Originally Posted by Niara


If we can write "Paladins get their powers from deities", and we instead choose to write "Most Paladins get their powers from deities", that changes the meaning of what we are saying, and pointing that out is not 'hanging on a word' or 'twisting a square peg' - It's pointing out a deliberate choice that was made with intent. Insisting - and please forgive my uncharitable paraphrasing - that "It really still just means what it used to before, that's what it actually still means. They just put that word in there for no real reason, it doesn't change anything" - That, to me, is wriggling, and hanging, and twisting. So please, take a step back and ask yourself why you are doing it.

If the answer is because the realms feel better to you if you think of them that way, or because you prefer it to work that way, that's fine - great even - but your feelings on how you'd prefer it to work doesn't have any impact on how it formally does, before home-table changes come into play. Recall that the examples you gave of those 'other' possibilities all existed in the era before the second sundering when paladins were still described in hard absolutes. They did not feel the need to write in non-absolute terms to account for those special story and novel exceptions at that time, because they were exceptions to a rule that was still absolute for everyone else. The change to non-absolute terminology that came with 5e was deliberate and unrelated to any of the specific individual special outliers described in other media.

If they wanted to stifle creativity and force players to follow absolutes in particular areas, then they would do so; they used to do so very firmly in earlier editions. Instead, since 5e and since the second sundering, they use non-absolute language, and they do so consistently; that isn't by chance or laziness. It's because that is the way it is post second sundering. This it does nothing whatsoever to impact the games of other folk at their own tables who wish to play deity-sworn paladins only - no-one, at any point, has ever suggested even remotely that it's normal or common for a paladin to not follow a deity. No-one, at any point, ever, has suggested that being sworn to a particular deity is anything other than the majority case in the realms.

However, it's not the absolute case any more - and it has not been for the past decade or so.

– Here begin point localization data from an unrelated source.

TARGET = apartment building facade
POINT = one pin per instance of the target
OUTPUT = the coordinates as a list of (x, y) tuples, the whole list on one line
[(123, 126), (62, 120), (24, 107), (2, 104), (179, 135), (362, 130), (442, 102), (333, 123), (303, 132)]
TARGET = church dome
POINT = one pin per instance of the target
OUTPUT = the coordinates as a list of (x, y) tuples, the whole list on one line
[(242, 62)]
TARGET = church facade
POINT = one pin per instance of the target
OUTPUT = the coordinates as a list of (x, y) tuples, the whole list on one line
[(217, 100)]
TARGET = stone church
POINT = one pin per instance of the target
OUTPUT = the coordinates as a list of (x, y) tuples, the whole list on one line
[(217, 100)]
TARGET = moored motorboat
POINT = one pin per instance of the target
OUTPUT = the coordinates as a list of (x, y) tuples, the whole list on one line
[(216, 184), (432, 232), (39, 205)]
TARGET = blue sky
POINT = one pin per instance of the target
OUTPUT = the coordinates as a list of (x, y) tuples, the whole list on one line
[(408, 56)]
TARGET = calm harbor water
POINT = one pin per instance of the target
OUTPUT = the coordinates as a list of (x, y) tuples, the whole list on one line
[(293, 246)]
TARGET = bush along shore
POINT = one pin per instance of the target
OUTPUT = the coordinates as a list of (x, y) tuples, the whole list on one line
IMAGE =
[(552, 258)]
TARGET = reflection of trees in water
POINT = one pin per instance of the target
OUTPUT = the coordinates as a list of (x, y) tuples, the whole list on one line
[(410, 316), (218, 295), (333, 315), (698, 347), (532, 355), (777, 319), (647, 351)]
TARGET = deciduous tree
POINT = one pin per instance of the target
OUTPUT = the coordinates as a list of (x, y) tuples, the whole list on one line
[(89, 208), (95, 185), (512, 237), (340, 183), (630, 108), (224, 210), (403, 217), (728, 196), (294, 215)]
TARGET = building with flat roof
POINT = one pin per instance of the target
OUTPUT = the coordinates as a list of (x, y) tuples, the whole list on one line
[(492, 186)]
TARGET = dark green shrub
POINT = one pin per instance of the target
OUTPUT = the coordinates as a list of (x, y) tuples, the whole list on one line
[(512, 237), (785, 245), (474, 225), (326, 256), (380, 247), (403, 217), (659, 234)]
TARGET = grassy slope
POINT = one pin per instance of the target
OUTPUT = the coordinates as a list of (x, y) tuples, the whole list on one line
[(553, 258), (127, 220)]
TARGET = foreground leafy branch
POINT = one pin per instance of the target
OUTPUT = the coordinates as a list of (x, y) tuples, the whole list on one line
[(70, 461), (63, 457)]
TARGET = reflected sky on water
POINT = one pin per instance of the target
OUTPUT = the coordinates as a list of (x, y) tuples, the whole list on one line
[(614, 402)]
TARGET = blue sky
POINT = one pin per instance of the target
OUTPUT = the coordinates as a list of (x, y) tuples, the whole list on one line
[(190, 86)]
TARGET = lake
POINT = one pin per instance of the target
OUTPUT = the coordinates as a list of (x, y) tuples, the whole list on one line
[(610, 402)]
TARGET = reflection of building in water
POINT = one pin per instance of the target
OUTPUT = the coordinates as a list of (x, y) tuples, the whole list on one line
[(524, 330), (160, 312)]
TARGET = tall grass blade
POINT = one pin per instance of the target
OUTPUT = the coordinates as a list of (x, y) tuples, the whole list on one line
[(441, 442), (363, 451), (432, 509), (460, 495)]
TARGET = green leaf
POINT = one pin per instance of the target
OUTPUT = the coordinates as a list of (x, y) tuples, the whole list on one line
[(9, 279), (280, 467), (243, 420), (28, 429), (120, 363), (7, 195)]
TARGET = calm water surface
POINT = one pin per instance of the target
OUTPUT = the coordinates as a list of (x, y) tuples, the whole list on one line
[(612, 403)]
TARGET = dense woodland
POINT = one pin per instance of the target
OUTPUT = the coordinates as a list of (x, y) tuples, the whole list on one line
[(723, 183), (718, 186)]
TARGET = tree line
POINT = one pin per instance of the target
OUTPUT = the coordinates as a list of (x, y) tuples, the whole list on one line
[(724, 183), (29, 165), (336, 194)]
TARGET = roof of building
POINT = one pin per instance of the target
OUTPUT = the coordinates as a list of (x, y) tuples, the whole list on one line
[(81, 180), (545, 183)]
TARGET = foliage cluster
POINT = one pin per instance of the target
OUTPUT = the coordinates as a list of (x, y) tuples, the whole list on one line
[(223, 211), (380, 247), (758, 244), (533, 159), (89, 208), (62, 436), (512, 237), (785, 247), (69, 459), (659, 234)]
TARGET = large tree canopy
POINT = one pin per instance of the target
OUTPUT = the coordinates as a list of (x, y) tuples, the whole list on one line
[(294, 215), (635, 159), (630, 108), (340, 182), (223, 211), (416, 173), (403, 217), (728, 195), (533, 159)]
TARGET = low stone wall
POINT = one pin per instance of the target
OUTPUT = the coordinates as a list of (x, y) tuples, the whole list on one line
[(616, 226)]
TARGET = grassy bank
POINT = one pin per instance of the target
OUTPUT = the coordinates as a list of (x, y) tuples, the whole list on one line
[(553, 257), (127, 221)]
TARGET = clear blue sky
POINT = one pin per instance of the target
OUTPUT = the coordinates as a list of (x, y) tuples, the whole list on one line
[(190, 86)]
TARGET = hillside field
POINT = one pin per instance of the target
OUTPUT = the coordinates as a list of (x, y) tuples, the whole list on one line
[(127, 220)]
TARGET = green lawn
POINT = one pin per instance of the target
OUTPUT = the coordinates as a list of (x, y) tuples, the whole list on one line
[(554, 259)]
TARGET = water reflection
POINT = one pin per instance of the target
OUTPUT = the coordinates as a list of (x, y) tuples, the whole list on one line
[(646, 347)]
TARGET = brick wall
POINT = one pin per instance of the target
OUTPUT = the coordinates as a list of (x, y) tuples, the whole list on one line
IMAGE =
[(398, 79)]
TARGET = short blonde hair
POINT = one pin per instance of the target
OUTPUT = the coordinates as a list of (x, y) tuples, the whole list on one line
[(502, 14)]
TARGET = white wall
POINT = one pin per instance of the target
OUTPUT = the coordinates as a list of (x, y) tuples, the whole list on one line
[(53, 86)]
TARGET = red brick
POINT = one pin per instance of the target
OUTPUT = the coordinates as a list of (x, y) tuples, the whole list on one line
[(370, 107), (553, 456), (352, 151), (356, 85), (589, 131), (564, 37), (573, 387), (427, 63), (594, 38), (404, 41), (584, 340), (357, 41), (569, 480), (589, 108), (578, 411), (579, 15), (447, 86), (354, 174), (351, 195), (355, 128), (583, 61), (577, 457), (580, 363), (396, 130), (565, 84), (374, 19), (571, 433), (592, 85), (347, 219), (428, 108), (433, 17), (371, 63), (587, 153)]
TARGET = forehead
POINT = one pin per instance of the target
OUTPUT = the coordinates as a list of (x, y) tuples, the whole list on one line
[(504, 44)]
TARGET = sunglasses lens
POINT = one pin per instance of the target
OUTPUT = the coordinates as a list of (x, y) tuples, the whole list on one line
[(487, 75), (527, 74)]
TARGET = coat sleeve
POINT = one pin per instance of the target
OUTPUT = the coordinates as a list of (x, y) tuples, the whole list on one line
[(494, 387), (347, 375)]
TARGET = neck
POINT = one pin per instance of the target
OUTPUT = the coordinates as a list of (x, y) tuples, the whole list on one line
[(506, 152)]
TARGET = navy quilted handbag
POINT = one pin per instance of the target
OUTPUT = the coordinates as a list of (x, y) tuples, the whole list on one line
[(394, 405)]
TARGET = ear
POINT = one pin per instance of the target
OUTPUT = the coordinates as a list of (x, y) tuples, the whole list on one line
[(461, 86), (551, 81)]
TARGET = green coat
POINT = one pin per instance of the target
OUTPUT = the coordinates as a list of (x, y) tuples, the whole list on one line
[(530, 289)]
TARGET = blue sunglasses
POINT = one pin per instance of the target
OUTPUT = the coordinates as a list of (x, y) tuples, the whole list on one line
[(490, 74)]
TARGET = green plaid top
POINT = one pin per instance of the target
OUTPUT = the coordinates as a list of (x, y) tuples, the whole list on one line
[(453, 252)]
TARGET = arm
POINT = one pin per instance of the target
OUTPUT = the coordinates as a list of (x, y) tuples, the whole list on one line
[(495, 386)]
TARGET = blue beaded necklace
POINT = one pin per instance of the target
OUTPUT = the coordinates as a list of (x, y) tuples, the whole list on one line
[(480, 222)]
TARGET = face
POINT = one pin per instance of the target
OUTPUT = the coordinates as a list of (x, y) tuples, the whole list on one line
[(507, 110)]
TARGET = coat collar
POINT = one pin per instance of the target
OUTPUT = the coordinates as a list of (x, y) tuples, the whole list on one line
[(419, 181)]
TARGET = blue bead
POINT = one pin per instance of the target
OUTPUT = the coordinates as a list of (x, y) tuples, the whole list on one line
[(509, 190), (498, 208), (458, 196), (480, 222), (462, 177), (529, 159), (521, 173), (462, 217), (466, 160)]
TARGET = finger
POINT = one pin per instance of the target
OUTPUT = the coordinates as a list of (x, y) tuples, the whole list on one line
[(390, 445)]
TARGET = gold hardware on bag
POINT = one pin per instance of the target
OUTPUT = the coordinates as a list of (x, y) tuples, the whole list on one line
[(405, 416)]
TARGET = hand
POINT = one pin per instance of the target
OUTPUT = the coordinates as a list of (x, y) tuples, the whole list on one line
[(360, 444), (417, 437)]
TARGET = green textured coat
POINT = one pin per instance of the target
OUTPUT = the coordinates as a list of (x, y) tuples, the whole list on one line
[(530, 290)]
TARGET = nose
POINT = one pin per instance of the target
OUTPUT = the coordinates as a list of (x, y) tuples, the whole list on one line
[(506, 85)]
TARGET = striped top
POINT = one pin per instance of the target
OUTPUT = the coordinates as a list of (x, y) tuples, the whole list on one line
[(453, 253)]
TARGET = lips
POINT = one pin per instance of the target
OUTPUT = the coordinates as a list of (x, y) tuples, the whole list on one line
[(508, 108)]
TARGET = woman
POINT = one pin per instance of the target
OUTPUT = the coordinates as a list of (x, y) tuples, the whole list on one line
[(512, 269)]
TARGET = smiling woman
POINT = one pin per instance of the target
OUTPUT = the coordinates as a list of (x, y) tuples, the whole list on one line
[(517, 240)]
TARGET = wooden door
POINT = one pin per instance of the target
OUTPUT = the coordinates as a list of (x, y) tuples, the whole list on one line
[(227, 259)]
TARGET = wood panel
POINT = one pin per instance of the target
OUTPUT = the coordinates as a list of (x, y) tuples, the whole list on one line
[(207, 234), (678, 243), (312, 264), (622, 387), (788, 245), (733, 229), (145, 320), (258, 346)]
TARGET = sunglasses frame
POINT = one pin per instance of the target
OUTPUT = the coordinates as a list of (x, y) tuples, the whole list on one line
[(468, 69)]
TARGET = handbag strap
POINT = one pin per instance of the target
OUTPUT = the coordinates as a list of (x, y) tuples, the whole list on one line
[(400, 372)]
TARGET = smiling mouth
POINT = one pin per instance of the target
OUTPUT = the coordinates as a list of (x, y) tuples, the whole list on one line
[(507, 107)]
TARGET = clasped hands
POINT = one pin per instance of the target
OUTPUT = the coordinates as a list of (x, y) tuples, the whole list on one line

If you don't want to play it that way, that's cool - but as written this is how the realms work now; they are not dealing in absolutes any more when it comes to sources of divine power.

"Deities and divine casters worked one way for literal decades until WoTC..." Exactly. - they did work that way... Until WotC pitched the next realms-shaking event, shifted the way the realms worked and altered the rules. They literally upended the realms, created the second sundering, rewrote many of the rules for how the realms operated. Direct god worship used to be the only way individuals could access divine power; now it is not. That's a change that happened. The realms were one way... but now they are not that way any more, and there are other possibilities.

As I said, this is not intended to be argumentative or taken in conflict, just as conversation. I don't really think we're going to be able to get to a place we agree upon - I can't convey to you why having those other possibilities, and allowing others to have those possibilities, matters, if they don't matter to you, but if that's where we are, that's okay.

Yes, cheers Niara and everyone else for insight into the murky lore behind divine magic and paladins’ sources of power in “present day” Forgotten Realms.

So suppose for the sake of argument I am a bard who perhaps acknowledges Oghma and Milil but isn’t a devotee, and whose beloved teacher is cruelly slaughtered by gnolls, leading me to swear a terrible oath of vengeance against all evil that, by violence, extinguishes art and beauty from the world. Might a story like that be used to justify a multi-class into a paladin? I guess various gods might take an interest in such an oath, ones whose folios cover art like Oghma and Milil, but also the normal evil-smiting ones and possibly even one like Tymora. In order for me to become a paladin and gain divine powers as a result, would one or more of those deities have to actively sponsor my oath, or is it potentially enough to get me access to powers that my vow aligns with one or more of these divine portfolios? And, once I do become a paladin, when I then use divine magic is that mediated by deities consciously or unconsciously shaping the Weave on my behalf, or does the nature of my oath and it’s connection to specific elements of divine portfolios somehow give me access to sort of pre-shaped bits of Weave that align with the powers and spells I have access to without any involvement from a deity at all?

I think from what has been said here that, for both questions, the answer might be that either option is possible?


"You may call it 'nonsense' if you like, but I've heard nonsense, compared with which that would be as sensible as a dictionary!"